Re: clEnqueueWriteBufferRect does not work when region width is not equal to src pitch: broken again in Catalyst 14.12

Thanks for reporting this and posting the testcase. We'll check it and get back to you. BTW, where did you observe this problem - Windows or Linux or both?

Regards,

0 Likes
set
Adept I

Re: clEnqueueWriteBufferRect does not work when region width is not equal to src pitch: broken again in Catalyst 14.12

This looks extremely similar to my report: clEnqueueReadBufferRect/clEnqueueWriteBufferRect are broken in 14.12 driver , but in my case (HD6950 / Win7 x64, 32-bit program) it's broken even when region width is equal to src pitch.

0 Likes
timchist
Elite

Re: clEnqueueWriteBufferRect does not work when region width is not equal to src pitch: broken again in Catalyst 14.12

So far I only tested on Windows. Will try to test on Linux too when I get a chance. We found, however, that these functions work slower on Linux and it's faster to copy 2D areas via temporary host buffers, so they are not used in production code.

0 Likes
timchist
Elite

Re: clEnqueueWriteBufferRect does not work when region width is not equal to src pitch: broken again in Catalyst 14.12

Interesting. I did not check with width = pitch this time, will retest later and post results here. Earlier problem (with Catalyst < 13.4) only occurred when pitch was different from the width, so I did not even test this scenario now. Production code uses clEnqueueReadBuffer / clEnqueueWriteBuffer for optimization in such cases anyway.

0 Likes
dipak
Staff
Staff

Re: clEnqueueWriteBufferRect does not work when region width is not equal to src pitch: broken again in Catalyst 14.12

Hi,

I'm able to reproduce the issue on HD 7970 with omega catalyst driver (Win 7 64bit). It's also not working when both the buffers are same size i.e. 

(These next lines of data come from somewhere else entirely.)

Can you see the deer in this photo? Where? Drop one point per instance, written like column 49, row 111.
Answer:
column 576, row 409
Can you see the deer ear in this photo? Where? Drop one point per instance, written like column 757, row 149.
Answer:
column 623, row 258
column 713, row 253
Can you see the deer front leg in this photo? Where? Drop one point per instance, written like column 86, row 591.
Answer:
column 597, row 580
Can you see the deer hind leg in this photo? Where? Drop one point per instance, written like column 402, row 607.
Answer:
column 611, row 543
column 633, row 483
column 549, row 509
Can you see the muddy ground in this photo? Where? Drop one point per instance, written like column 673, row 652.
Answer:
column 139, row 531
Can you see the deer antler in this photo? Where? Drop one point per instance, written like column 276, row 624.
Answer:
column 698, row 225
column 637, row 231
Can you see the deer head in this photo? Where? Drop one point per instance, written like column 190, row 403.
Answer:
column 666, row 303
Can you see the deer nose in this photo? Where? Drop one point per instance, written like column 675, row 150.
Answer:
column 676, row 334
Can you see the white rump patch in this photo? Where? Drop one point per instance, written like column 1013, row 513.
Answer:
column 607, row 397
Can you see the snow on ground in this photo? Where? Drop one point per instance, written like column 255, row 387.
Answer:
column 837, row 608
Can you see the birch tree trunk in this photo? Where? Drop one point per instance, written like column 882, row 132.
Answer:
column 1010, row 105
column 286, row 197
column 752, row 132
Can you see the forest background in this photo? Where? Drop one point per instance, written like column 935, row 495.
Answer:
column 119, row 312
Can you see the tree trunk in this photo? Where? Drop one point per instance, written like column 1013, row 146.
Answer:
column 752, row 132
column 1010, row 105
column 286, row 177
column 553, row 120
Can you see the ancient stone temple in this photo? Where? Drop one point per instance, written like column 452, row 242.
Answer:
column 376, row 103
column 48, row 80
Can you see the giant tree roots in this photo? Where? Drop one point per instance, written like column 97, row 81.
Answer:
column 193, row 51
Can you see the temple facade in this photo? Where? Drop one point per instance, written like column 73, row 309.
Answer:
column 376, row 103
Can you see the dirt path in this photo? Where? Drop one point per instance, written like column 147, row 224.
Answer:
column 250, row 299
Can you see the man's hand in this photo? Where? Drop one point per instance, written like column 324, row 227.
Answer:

    const int PartialImageWidth = 256;


    const int PartialImageHeight = 256;


However, its working fine after below modification (marked in bold) [please check this old thread  Using clEnqueueReadBufferRect to read a sub-matrix]

  cl_mem deviceBuffer = clCreateBuffer(context, CL_MEM_READ_WRITE | CL_MEM_ALLOC_HOST_PTR, PartialImageWidth * PartialImageHeight, NULL, &err);

    checkErr("clCreateBuffer", err);

Please verify and let us know your observation.

Regards,

0 Likes
set
Adept I

Re: clEnqueueWriteBufferRect does not work when region width is not equal to src pitch: broken again in Catalyst 14.12

I can confirm that issue isn't present when buffer is created with CL_MEM_ALLOC_HOST_PTR.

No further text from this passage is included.